The tech had a fancy hardware tester that he plugged to their EAD gateway, and repeatedly measured 4.75 Gbps or better.
I was trying to test with my laptop and a 10Gbps NIC — download was fine, ping = 1ms, however the upload never exceeded 4.0 Gbps.
It's a new Macbook Pro M3 Pro, so the CPU is definitely up to the task. NIC is an Intel Pro/10Gbe (X520-DA2) in a Sonnet enclosure (x4 lanes confirmed) via Thunderbolt3 (40Gbps).
We also use this network hardware regularly on our LAN side and get 700-1000MB/s. So the hardware chain should really be up to the task.
**The system was plugged in directly to the ISP gateway, with the public IP. No other network components, devices, no firewalls, no routers, no switches. Nada.**
Tried speedtest.net w/ multiple local servers, fast.com, Google, in Chrome, in Safari, the standalone SpeedTest app… all same results. (Well, Safari was crap, half speed.) The tech was also validating (and getting the full speed) from the same local servers.
It's always been the same case at our current location (5/5Gb DIA, different ISP), the ISP tests the full speed, but I could never quite see it. But we have a busy live network here (that I can't just yank…..) so I usually let it be.
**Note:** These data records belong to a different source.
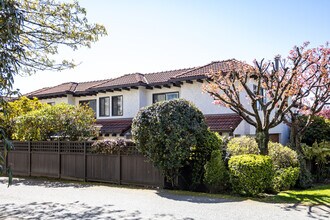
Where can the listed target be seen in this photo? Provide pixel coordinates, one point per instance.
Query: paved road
(38, 199)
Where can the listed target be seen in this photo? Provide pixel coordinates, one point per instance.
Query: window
(104, 106)
(164, 96)
(262, 93)
(91, 103)
(117, 105)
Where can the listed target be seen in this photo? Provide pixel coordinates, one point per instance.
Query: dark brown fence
(77, 161)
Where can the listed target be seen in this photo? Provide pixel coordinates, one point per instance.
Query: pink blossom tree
(276, 90)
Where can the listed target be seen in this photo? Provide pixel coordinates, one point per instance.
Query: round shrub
(242, 145)
(250, 174)
(285, 178)
(282, 157)
(216, 175)
(165, 133)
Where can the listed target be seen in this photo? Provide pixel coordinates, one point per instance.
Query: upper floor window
(117, 105)
(164, 96)
(262, 92)
(104, 106)
(91, 103)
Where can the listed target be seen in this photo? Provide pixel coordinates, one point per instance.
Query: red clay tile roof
(135, 79)
(223, 122)
(218, 122)
(161, 77)
(202, 71)
(114, 126)
(82, 87)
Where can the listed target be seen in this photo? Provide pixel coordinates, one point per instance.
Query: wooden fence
(77, 161)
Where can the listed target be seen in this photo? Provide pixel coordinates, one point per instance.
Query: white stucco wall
(56, 100)
(135, 99)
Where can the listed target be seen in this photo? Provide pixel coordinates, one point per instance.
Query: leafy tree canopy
(300, 82)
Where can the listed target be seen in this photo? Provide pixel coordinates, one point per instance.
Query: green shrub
(317, 131)
(242, 145)
(250, 174)
(285, 178)
(165, 133)
(282, 157)
(61, 121)
(111, 146)
(200, 154)
(216, 175)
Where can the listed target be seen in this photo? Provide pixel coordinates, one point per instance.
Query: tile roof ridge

My question is… Is there something about this tier of internet speed, PC, or desktop OS, that makes it impossible for a single system to utilize the entire (5Gbps) bandwidth? Is it about tuning the TCP stack, driver (doubt I have an alternative), or something else? It feels like I can't quite validate the service we're paying good money for…
I have several days to tinker with this, before I have to start adding loads… so I'd love to sort it out.